OK, so I work in IT. I do vaguely system-admin type things.
I would like to share with you the 'golden rules':

1/ Don't do what a computer does better. There's an old adage - why keep a dog, and then bark yourself. Computers aren't very creative, but they are good at doing simple tasks reliably and repeatably. Humans are the opposite. What that means is if you do something more than once, you should be automating it - both because it then becomes available for reference next time you need to, and because it reduces likelihood of errors.

2/ Don't duplicate information. Any time you duplicate information, it will get out of sync. Once it does this, it's essentially worthless, because you can't trust it any more. If my spreadsheet says one thing, and yours says something else... who's do we trust? Are there going to be some entries in mine that are more correct? That doesn't mean you can't maintain copies, or references - just remember that there is only one authorative source of that information, and that your copy isn't it.

3/ Use the right tool for the job. You wouldn't use a hacksaw blade to paint a wall. Databases for data management, spreadsheets for sheet calculations. Scripting languages when you need to script something, and huge bloaty java applications almost never. If it seems like hard work to do something trivial, then there's quite a good chance you are using the wrong tool.

4/ Proactive laziness is good. Document, Comment, script. Make everything someone else will use idiot proof, and aim to spend your life drinking coffee and surfing the web. It is far better to have everything you've touched very easy for the next person to understand, than it is to make them come and ask you every time they need something adjusted.

5/ Plan for the worst. Backup stuff you can't afford to lose. Send spare copies somewhere else if you need to. Think about what you will have to do if it does go all a bit wrong, and consider how much that will hurt. My PC has a whole bunch of nothing on it, and the 3 or so documents that it would be vaguely inconvenient to have to redo are copied elsewhere.
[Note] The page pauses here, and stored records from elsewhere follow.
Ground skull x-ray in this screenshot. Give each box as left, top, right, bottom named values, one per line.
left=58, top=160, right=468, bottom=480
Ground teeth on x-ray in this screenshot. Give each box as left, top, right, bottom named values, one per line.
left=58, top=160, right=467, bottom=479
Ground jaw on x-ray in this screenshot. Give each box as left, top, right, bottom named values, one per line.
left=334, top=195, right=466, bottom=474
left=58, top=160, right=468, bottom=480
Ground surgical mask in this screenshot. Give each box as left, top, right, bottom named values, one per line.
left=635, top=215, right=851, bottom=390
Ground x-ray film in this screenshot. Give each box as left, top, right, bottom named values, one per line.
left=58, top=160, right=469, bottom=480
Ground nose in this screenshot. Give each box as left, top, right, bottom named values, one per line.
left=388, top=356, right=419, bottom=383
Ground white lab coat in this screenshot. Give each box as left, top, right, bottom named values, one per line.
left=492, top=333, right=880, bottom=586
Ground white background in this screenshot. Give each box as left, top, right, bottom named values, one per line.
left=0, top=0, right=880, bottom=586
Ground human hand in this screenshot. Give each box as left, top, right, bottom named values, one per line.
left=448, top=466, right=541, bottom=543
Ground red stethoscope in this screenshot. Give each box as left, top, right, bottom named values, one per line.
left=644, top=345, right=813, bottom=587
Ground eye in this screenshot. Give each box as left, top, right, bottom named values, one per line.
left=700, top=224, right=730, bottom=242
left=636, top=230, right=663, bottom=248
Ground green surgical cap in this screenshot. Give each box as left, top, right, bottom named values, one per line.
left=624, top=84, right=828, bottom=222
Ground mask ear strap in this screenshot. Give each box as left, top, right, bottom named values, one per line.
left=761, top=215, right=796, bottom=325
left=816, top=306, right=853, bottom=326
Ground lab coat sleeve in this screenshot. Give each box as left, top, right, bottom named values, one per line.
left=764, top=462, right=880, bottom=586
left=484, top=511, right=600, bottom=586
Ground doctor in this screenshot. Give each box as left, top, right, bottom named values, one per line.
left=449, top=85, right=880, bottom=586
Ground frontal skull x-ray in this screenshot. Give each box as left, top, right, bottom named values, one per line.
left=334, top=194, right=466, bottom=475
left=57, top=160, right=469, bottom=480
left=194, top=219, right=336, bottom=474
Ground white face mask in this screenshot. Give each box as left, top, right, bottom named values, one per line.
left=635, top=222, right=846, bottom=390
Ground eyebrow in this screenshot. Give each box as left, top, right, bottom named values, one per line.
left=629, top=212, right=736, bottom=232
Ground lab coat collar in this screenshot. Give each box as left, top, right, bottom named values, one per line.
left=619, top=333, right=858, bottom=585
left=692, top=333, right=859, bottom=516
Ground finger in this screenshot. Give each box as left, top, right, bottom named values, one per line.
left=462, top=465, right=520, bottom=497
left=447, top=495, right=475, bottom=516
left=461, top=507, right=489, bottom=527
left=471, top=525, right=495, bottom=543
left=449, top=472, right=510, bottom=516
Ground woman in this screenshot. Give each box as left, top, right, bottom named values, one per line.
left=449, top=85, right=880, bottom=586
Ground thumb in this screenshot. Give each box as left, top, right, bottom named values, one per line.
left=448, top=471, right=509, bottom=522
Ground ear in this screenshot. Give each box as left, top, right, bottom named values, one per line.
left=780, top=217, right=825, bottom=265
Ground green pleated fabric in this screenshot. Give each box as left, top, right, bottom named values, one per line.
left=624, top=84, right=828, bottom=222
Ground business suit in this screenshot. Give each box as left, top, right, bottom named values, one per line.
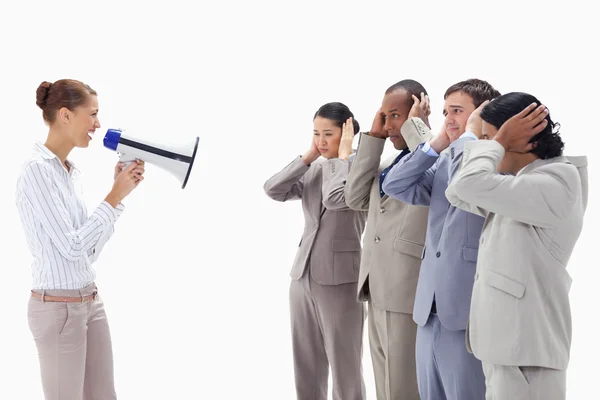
left=345, top=133, right=427, bottom=400
left=446, top=140, right=587, bottom=400
left=264, top=157, right=366, bottom=400
left=383, top=118, right=485, bottom=400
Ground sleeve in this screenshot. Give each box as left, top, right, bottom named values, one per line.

6/ Public means public. In Cyberspace, everyone will hear you scream - sooner or later. Anything you post somewhere 'public' will sooner or later make it's way into search engines, archive.org, mailing list digests. It might even get pinged on something like Google Alerts. Just assume that anything you just wrote and posted 'public' will be seen by everyone, from your mum to your employer. Post wisely.

7/ Understand the difference between 'Information' and 'Data'. Data is a set of numbers relating to something. Information is the meaning of those numbers. So just bear in mind what it is you're measuring with your data, and what information you're getting out. Don't forget. Half the people you meet are mentally below average.